Monday, Dec. 27, 1948

Married. Henry Pears Fisher, 30, lawyer, eldest son of Dr. Geoffrey Fisher, Archbishop of Canterbury; and Felicity Sutton, 26, painter; in London (see RELIGION).

Married. Victor McLaglen, 62, hulking cinemactor (The Informer, Gunga Din); and Margaret Pumphrey, 48, Seattle socialite; he for the third time, she for the second; in Reno.

Married. David Aiken Reed, 68, onetime Old Guard Republican Senator from Pennsylvania, onetime chairman of the Military Affairs Committee and delegate to the 1930 London Naval Conference; and Edna M. French, 64, his late wife's cousin; he for the second time, she for the first; in New Canaan, Conn.

Divorced. Robert Walker, 30, cinemactor (See Here, Private Hargrove; One Touch of Venus); by Barbara Ford, 25, daughter of Hollywood Director John Ford; after six weeks of marriage; in Los Angeles.

Divorced. Raymond ("Ray") Moley, 62, onetime New Deal Brain-Truster and short-time Assistant Secretary of State (1933), now a contributing editor and columnist for Newsweek; by Eva Dall Moley, 59; after 32 years of marriage, two children; in Cleveland.

Died. Dorothea Thompson Brande, 55, bestselling authoress (her self-help guide, Wake Up and Live, published in 1936, sold more than 400,000 copies); of a heart ailment; in Boston.

Died. Elizabeth Duncan, 77, eccentric, bang-haired dance instructor and elder sister of famed Dancer Isadora Duncan; of a heart ailment; in Tuebingen, Germany. Elizabeth said that she picked up her "dance of life" theory (body movements keyed to the laws of nature) from the California redwoods and the sea lions at San Francisco.

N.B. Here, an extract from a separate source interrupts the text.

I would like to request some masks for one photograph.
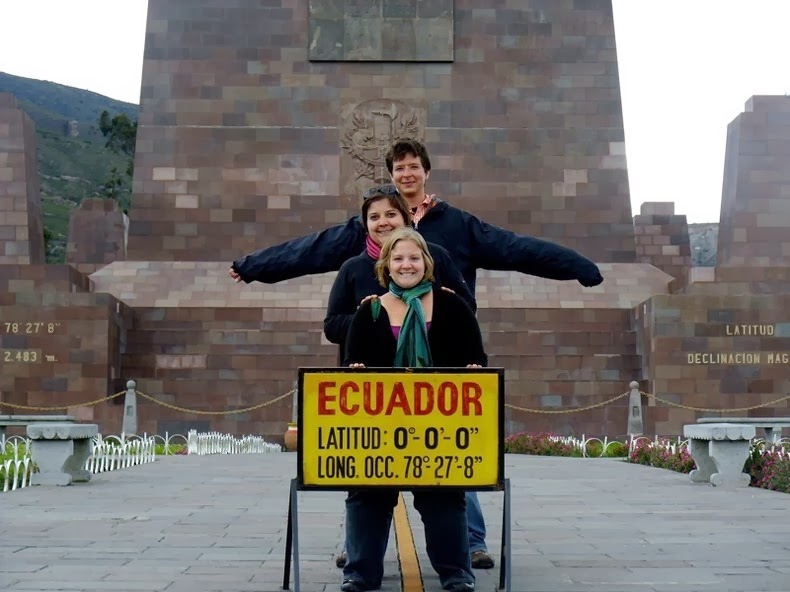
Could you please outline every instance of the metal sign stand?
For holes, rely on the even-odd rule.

Died. Sir C. (for Charles) Aubrey Smith, 85, hawk-nosed, patrician stage & screen character actor (Lives of a Bengal Lancer, Four Feathers, Lloyds of London); in Beverly Hills, Calif. A onetime champion cricketer, Smith never gave up his British citizenship in more than 20 years in the U.S., was knighted in 1944.

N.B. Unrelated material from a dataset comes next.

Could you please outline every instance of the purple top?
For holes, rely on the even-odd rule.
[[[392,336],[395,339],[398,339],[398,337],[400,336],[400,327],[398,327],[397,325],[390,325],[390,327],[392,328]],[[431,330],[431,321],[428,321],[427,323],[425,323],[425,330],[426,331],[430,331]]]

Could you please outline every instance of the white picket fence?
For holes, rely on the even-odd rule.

Died. Mal S. Daugherty, 86, smalltown banker and political poohbah, one of the last surviving figures in the Teapot Dome scandal; after a stroke; in Washington Court House, Ohio. Brother of Harding's Attorney General Harry M. Daugherty, Mai refused to open his books to the Senate in 1924 (he was suspected of having part of the payoff funds on deposit), became a pariah in his own town after his conviction for misusing bank funds.